The Yale Symphony Orchestra has had a particularly eventful year. Not only was it its second in a row with a new conductor, but the venerable organization is also celebrating its 40th anniversary with a five-city summer tour of the Pacific Northwest. Last weekend the YSO, led by Toshiuki Shimada, capped its Woolsey Hall season with a memorable and polished concert that reaffirmed its status as the top undergraduate orchestra.
The evening’s program was both appealing and adventurous. No coddling the audience with light overtures here — instead, the orchestra dove right into Olivier Messiaen’s “L’Ascension du Christ.” This four-movement theological panorama is one of the composer’s early works; as such, it displayed many of his trademark individualistic harmonies, textures and moods, while also displaying his immediate influences (notably Debussy and Stravinsky) quite transparently.
The piece opens with a long chorale for winds, boldly led by principal trumpet Eric Nathan ’06. The third movement, a brisk orchestral dance, provoked spontaneous applause. The hair-raising final prayer for strings alone was played with admirable intensity. Though Messiaen’s music sprung from his deep religious convictions, even the non-devout (in this reviewer’s case, the Jewish atheistic) cannot help but be absorbed by its power and originality.
Francis Poulenc’s “Concerto for Organ” made an apt companion piece; the Messiaen often evoked the sound of that instrument with rich, sonorous chords. Poulenc’s work mixes his trademark witty melancholia with allusions to Bach and Couperin. Thomas Murray, Yale’s University Organist, deftly maneuvered Woolsey’s massive instrument. (The Newberry Memorial Organ features four keyboards that are used to control 12,600 pipes, the largest measuring 32 feet. The YSO’s entire string section sounded comparatively mousy.)
The highlight of the evening (one of the highlights of the season, in fact) was Bartok’s “Concerto for Orchestra.” The work is in a populist vein, forgoing the spiky experimentalism of the composer’s string quartets. Nevertheless, its uncompromising virtuosity and wide emotional scope remain challenging to musicians and audiences alike, over 60 years since its premiere.

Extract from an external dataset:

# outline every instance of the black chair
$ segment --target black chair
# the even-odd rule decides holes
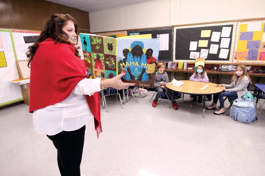
[[[255,84],[255,85],[257,84],[259,84],[259,85],[264,85],[264,84],[263,83],[257,83],[257,84]],[[258,96],[258,89],[256,87],[255,87],[254,88],[254,92],[253,93],[253,95],[254,96],[254,98],[257,98],[258,99],[258,105],[259,106],[259,109],[260,110],[260,112],[262,114],[263,114],[262,113],[262,111],[261,111],[261,106],[262,106],[262,105],[263,105],[263,104],[262,104],[261,106],[260,105],[260,102],[259,102],[259,99],[261,98],[262,99],[265,99],[265,94],[263,93],[263,92],[260,92],[260,93],[259,95]],[[264,102],[263,102],[263,103],[264,103]],[[255,107],[255,109],[257,109],[257,105],[258,103],[256,103],[256,106]]]
[[[250,89],[250,87],[251,87],[251,83],[249,83],[248,84],[248,91],[249,91],[249,89]],[[226,111],[225,111],[224,114],[224,115],[225,115],[225,114],[226,114],[226,112],[227,112],[228,110],[229,110],[230,109],[230,108],[231,107],[231,106],[232,106],[232,105],[233,104],[233,102],[234,102],[234,100],[238,98],[238,97],[225,97],[225,98],[224,99],[224,102],[225,101],[225,100],[226,100],[227,98],[228,98],[228,100],[230,103],[230,105],[229,106],[229,107],[228,107],[228,108],[227,108],[227,109],[226,110]]]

The YSO surmounted these obstacles, delivering an engaging interpretation of this familiar piece full of unexpected twists. The mercurial moods of the first movement were rendered with admirable clarity, as were the brilliant woodwind duos in the second. The fourth movement was poignant and nostalgic, the fifth bustling and vivacious (though Woolsey’s acoustics souped up the intricately contrapuntal development section). My companion summed it up perfectly when she noted that “the entire orchestra seems to love this piece.” The galvanizing presence of Mr. Shimada has done the orchestra well; expect great things in years to come.